Kemenangan Macan Putih tak lepas dari penampilan gemilang Jose Enrique yang menjadi mimpi buruk lini pertahanan Semen Padang FC. Pemain asal Spanyol itu mencetak dua gol dan membawa Persik tampil dominan sepanjang pertandingan.
Persik bahkan langsung mengejutkan tuan rumah ketika pertandingan baru berjalan dua menit. Berawal dari skema tendangan bebas di sisi kiri penyerangan, Jose Enrique berhasil menyambar bola di depan gawang dan membawa Persik Kediri unggul cepat 1-0.
Gol cepat tersebut membuat pertandingan berjalan dalam tekanan bagi Semen Padang FC yang sebelumnya sudah dipastikan terdegradasi ke Championship Liga 2 musim depan.
Tak berhenti sampai di situ, Persik Kediri terus menekan pertahanan Kabau Sirah. Delapan menit berselang, tim tamu hampir menggandakan keunggulan andaikan peluang jarak dekat Ernesto Gomez tidak berhasil diblok kiper Semen Padang, Rendy Oscario.
Sepanjang babak pertama, Semen Padang FC kesulitan mengembangkan permainan. Minimnya peluang berbahaya membuat tim asuhan Kabau Sirah gagal memberikan ancaman serius ke gawang Persik Kediri.
Hingga turun minum, skor 1-0 untuk keunggulan Persik tetap bertahan.
Memasuki babak kedua, Persik Kediri tampil semakin agresif dan tak memberikan ruang bagi Semen Padang untuk bangkit. Macan Putih bahkan mampu mencetak dua gol tambahan hanya dalam rentang empat menit.
Pada menit ke-51, Jose Enrique kembali mencatatkan namanya di papan skor. Gol keduanya dalam pertandingan tersebut sekaligus memperbesar keunggulan Persik menjadi 2-0.
Tambahan gol itu juga membuat Jose Enrique telah mengoleksi 12 gol sepanjang musim ini bersama Persik Kediri di kompetisi BRI Super League 2025/2026.
Empat menit kemudian, Persik Kediri kembali menghukum tuan rumah.

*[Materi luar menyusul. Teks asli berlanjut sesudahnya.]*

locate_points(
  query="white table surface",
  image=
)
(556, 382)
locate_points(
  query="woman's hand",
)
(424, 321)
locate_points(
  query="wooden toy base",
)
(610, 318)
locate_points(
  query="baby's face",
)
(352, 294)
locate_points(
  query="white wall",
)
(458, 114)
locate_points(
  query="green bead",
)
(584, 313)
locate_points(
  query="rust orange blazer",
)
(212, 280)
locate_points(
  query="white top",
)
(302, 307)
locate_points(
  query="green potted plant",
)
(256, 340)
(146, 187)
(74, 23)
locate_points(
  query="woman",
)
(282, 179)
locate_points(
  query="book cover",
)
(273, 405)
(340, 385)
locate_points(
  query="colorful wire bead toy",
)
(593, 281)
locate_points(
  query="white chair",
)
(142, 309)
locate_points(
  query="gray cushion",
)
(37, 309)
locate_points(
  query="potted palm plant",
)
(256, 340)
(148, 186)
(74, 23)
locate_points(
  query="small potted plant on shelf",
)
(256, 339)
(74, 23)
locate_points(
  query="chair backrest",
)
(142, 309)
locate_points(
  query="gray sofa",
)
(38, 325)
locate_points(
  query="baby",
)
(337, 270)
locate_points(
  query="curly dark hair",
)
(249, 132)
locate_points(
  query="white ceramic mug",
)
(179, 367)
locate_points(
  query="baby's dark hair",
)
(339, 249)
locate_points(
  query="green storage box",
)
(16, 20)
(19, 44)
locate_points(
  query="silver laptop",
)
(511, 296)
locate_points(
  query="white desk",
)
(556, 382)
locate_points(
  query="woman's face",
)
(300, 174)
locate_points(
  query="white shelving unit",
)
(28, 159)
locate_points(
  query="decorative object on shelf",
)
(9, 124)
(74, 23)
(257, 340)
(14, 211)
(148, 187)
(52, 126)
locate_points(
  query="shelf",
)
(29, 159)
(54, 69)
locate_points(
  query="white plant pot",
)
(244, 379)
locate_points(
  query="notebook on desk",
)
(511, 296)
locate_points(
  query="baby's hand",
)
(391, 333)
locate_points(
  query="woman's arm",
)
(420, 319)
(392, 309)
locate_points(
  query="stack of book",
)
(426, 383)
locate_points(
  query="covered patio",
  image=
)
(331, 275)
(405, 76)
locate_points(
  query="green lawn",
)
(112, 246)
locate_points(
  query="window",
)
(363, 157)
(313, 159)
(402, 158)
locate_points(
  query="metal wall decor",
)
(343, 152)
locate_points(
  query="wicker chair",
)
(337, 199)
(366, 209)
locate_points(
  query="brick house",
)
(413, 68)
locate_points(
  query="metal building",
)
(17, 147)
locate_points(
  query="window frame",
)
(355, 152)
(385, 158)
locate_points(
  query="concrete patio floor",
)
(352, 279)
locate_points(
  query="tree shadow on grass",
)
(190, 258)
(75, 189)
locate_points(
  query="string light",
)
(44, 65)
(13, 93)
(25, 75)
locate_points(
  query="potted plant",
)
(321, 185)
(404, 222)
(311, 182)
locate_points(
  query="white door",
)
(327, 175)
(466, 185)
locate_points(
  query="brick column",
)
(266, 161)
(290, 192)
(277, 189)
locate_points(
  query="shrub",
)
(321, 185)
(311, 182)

Kali ini giliran Adrian Luna yang sukses mencetak gol usai memanfaatkan umpan mendatar Ernesto Gomez dari sisi kanan penyerangan.

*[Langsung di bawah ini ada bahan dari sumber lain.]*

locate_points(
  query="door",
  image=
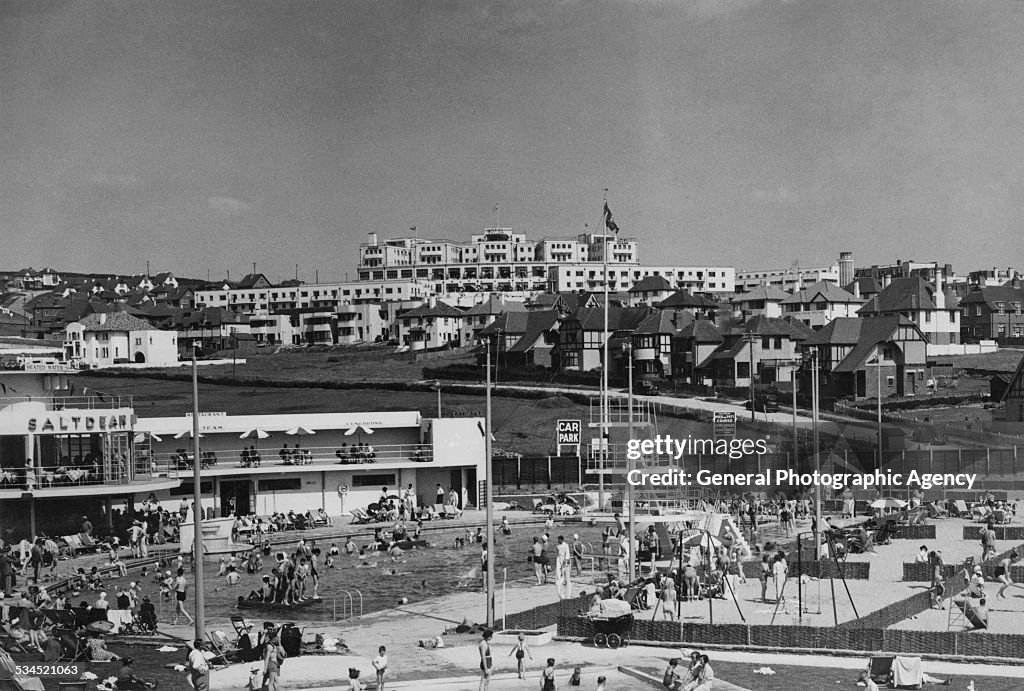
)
(237, 493)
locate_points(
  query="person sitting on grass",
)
(128, 680)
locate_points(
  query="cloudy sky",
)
(204, 136)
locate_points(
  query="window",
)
(374, 480)
(279, 483)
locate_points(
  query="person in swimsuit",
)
(1003, 573)
(485, 660)
(521, 651)
(548, 678)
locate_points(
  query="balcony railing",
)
(184, 459)
(78, 402)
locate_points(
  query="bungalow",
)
(431, 326)
(992, 312)
(856, 354)
(820, 303)
(649, 290)
(109, 339)
(582, 335)
(761, 301)
(924, 303)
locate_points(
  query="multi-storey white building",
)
(787, 279)
(502, 261)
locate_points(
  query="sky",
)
(205, 136)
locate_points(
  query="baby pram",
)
(612, 622)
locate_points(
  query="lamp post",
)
(198, 510)
(489, 498)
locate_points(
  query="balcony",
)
(72, 402)
(183, 459)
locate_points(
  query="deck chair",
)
(359, 516)
(242, 624)
(225, 653)
(880, 667)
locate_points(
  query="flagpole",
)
(604, 370)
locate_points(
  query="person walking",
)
(380, 666)
(198, 667)
(521, 651)
(180, 595)
(486, 661)
(548, 678)
(273, 657)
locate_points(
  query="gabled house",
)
(761, 301)
(994, 312)
(693, 347)
(926, 304)
(762, 347)
(648, 291)
(109, 339)
(582, 335)
(1013, 399)
(855, 355)
(694, 304)
(652, 342)
(431, 326)
(482, 313)
(820, 303)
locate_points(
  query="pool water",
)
(419, 574)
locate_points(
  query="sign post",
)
(725, 424)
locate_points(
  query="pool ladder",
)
(347, 605)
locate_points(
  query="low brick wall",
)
(854, 570)
(914, 531)
(1014, 532)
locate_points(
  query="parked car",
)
(764, 404)
(645, 388)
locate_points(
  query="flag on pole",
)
(609, 223)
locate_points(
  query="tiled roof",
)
(114, 321)
(821, 291)
(439, 309)
(650, 285)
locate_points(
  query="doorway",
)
(237, 493)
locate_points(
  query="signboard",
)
(569, 432)
(725, 425)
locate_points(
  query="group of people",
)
(357, 452)
(697, 677)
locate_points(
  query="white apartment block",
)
(329, 296)
(787, 281)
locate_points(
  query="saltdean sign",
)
(81, 422)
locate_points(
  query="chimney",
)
(940, 297)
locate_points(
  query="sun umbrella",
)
(701, 540)
(352, 430)
(888, 503)
(142, 436)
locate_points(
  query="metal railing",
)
(76, 402)
(183, 459)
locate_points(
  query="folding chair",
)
(242, 625)
(880, 667)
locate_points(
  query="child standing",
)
(521, 651)
(380, 665)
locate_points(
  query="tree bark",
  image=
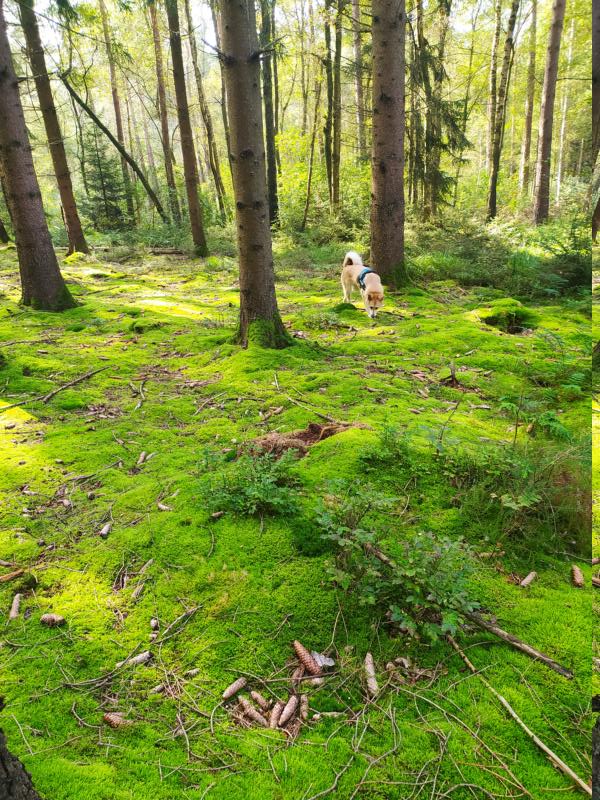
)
(4, 237)
(116, 105)
(164, 117)
(224, 117)
(358, 81)
(114, 141)
(387, 182)
(35, 53)
(500, 114)
(529, 103)
(270, 130)
(42, 284)
(562, 137)
(542, 177)
(259, 316)
(493, 91)
(336, 151)
(188, 152)
(15, 781)
(328, 127)
(213, 152)
(595, 81)
(311, 155)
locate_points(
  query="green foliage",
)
(103, 203)
(251, 485)
(509, 315)
(427, 589)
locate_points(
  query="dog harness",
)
(361, 277)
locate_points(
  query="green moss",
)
(509, 315)
(262, 583)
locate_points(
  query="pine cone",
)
(289, 710)
(116, 720)
(234, 688)
(305, 658)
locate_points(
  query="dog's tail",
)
(352, 258)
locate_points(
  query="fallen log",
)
(558, 762)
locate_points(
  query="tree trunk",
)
(15, 781)
(213, 152)
(188, 153)
(358, 66)
(267, 79)
(42, 284)
(122, 151)
(500, 115)
(35, 53)
(562, 143)
(529, 103)
(336, 151)
(433, 153)
(224, 116)
(259, 316)
(387, 183)
(542, 176)
(493, 95)
(595, 81)
(311, 155)
(328, 128)
(164, 118)
(4, 237)
(116, 105)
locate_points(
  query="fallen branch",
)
(564, 768)
(44, 398)
(478, 620)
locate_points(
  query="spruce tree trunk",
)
(259, 316)
(493, 82)
(564, 111)
(224, 117)
(213, 152)
(35, 53)
(116, 105)
(164, 117)
(500, 115)
(328, 128)
(361, 137)
(433, 153)
(542, 175)
(4, 237)
(188, 152)
(270, 130)
(336, 151)
(42, 284)
(529, 103)
(387, 182)
(15, 781)
(595, 81)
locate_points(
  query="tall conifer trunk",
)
(387, 183)
(164, 117)
(259, 315)
(542, 175)
(114, 87)
(42, 284)
(188, 152)
(35, 52)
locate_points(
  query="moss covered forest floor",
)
(505, 469)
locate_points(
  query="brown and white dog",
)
(356, 275)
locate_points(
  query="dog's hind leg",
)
(346, 289)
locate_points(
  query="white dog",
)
(355, 275)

Gol pada menit ke-55 tersebut membuat Persik unggul nyaman 3-0 dan semakin sulit dikejar Semen Padang FC. Kabau Sirah sebenarnya sempat memberikan harapan kepada publik Stadion Haji Agus Salim saat Guillermo Fernandez berhasil menjebol gawang Persik pada menit ke-61.
Gol tersebut tercipta setelah Guillermo menyambar bola muntah hasil tendangan jarak jauh rekannya. Namun, wasit akhirnya menganulir gol itu karena posisi pemain dinilai sudah berada dalam jebakan offside.

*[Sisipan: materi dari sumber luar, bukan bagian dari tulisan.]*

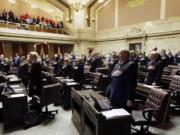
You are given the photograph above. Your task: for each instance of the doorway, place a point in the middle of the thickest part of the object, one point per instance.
(135, 47)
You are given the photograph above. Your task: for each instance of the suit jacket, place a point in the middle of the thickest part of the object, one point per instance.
(121, 88)
(79, 73)
(35, 78)
(155, 74)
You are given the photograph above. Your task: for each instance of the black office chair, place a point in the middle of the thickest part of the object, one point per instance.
(50, 94)
(154, 113)
(174, 87)
(95, 83)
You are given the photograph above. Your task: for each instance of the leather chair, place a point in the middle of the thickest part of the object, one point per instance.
(95, 83)
(50, 94)
(154, 113)
(174, 87)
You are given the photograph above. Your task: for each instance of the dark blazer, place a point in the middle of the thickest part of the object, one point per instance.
(67, 71)
(78, 74)
(121, 88)
(35, 78)
(95, 64)
(154, 75)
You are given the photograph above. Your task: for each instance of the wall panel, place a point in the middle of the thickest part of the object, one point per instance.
(106, 16)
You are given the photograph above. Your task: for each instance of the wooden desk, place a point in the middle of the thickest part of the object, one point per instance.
(14, 106)
(65, 98)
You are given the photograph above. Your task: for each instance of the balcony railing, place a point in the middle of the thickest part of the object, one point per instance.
(21, 26)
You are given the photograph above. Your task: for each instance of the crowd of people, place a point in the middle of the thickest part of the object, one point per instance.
(123, 70)
(38, 21)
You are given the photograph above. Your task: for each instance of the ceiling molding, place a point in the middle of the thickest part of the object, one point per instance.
(64, 4)
(88, 11)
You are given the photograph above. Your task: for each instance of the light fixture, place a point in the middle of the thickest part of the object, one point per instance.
(101, 1)
(51, 10)
(12, 2)
(77, 4)
(34, 6)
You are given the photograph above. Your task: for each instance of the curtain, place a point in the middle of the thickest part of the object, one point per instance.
(1, 48)
(45, 48)
(38, 49)
(15, 47)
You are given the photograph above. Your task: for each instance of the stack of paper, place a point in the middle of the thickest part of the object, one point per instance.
(115, 113)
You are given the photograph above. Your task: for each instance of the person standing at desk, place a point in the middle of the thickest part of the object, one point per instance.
(35, 74)
(123, 82)
(155, 69)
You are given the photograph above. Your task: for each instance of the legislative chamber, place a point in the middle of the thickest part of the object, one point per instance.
(89, 67)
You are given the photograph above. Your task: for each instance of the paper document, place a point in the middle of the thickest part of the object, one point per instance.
(17, 95)
(72, 83)
(115, 113)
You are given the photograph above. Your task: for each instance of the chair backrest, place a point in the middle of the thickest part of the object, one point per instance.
(174, 72)
(50, 94)
(175, 83)
(97, 79)
(158, 99)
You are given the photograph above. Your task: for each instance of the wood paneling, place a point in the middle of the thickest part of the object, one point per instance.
(149, 11)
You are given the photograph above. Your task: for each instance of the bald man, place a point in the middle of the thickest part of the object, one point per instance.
(123, 82)
(155, 69)
(35, 75)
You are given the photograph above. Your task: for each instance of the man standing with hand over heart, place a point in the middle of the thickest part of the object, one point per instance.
(123, 82)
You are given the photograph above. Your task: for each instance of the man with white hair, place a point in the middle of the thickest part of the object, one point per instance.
(123, 82)
(35, 75)
(155, 69)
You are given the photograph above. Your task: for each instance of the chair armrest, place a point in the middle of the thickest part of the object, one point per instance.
(101, 93)
(148, 113)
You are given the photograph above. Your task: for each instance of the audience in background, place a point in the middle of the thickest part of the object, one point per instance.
(27, 19)
(72, 66)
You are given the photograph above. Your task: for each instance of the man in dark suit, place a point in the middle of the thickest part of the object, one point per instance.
(155, 69)
(123, 82)
(35, 75)
(96, 62)
(79, 71)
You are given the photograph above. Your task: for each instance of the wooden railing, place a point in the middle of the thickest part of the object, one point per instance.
(11, 25)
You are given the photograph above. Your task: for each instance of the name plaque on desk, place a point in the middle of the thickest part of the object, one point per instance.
(114, 113)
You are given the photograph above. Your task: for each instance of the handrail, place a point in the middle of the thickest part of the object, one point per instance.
(29, 27)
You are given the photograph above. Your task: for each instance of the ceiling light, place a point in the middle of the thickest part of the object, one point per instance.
(101, 1)
(34, 6)
(51, 10)
(12, 1)
(78, 4)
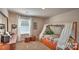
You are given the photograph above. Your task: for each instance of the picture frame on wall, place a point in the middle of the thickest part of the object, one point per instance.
(35, 25)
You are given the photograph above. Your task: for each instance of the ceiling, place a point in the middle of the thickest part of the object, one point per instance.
(47, 12)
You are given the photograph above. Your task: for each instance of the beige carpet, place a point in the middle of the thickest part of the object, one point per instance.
(34, 45)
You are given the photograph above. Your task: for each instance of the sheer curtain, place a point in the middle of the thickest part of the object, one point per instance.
(24, 27)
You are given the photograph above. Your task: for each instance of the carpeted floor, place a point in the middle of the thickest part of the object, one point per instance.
(33, 45)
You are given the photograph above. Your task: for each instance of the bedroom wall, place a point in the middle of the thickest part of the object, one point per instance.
(13, 19)
(40, 23)
(66, 18)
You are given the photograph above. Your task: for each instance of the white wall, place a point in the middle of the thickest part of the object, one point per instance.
(4, 11)
(66, 18)
(40, 23)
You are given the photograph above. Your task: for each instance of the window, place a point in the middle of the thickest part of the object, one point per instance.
(24, 25)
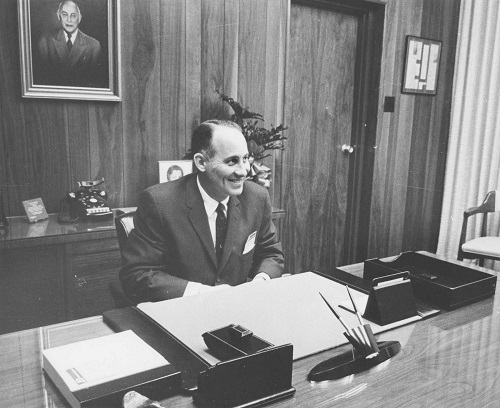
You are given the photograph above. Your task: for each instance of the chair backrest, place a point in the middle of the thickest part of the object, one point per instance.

Keputusan tersebut membuat Semen Padang FC gagal memperkecil ketertinggalan dan kembali kehilangan momentum untuk bangkit.
Hingga laga berakhir, Semen Padang tetap tidak mampu mencetak gol balasan. Kekalahan 0-3 ini sekaligus memperpanjang tren negatif Kabau Sirah yang kini selalu kalah dalam enam pertandingan terakhir secara beruntun.
Hasil tersebut juga membuat posisi Semen Padang FC tidak berubah di papan bawah klasemen. Dari 32 pertandingan, Kabau Sirah baru mengoleksi 20 poin dan tetap berada di peringkat ke-17.
Sementara itu, kemenangan penting di Padang membuat Persik Kediri berhak naik ke posisi ke-12 klasemen sementara dengan koleksi 39 poin dari 32 laga musim ini. (*)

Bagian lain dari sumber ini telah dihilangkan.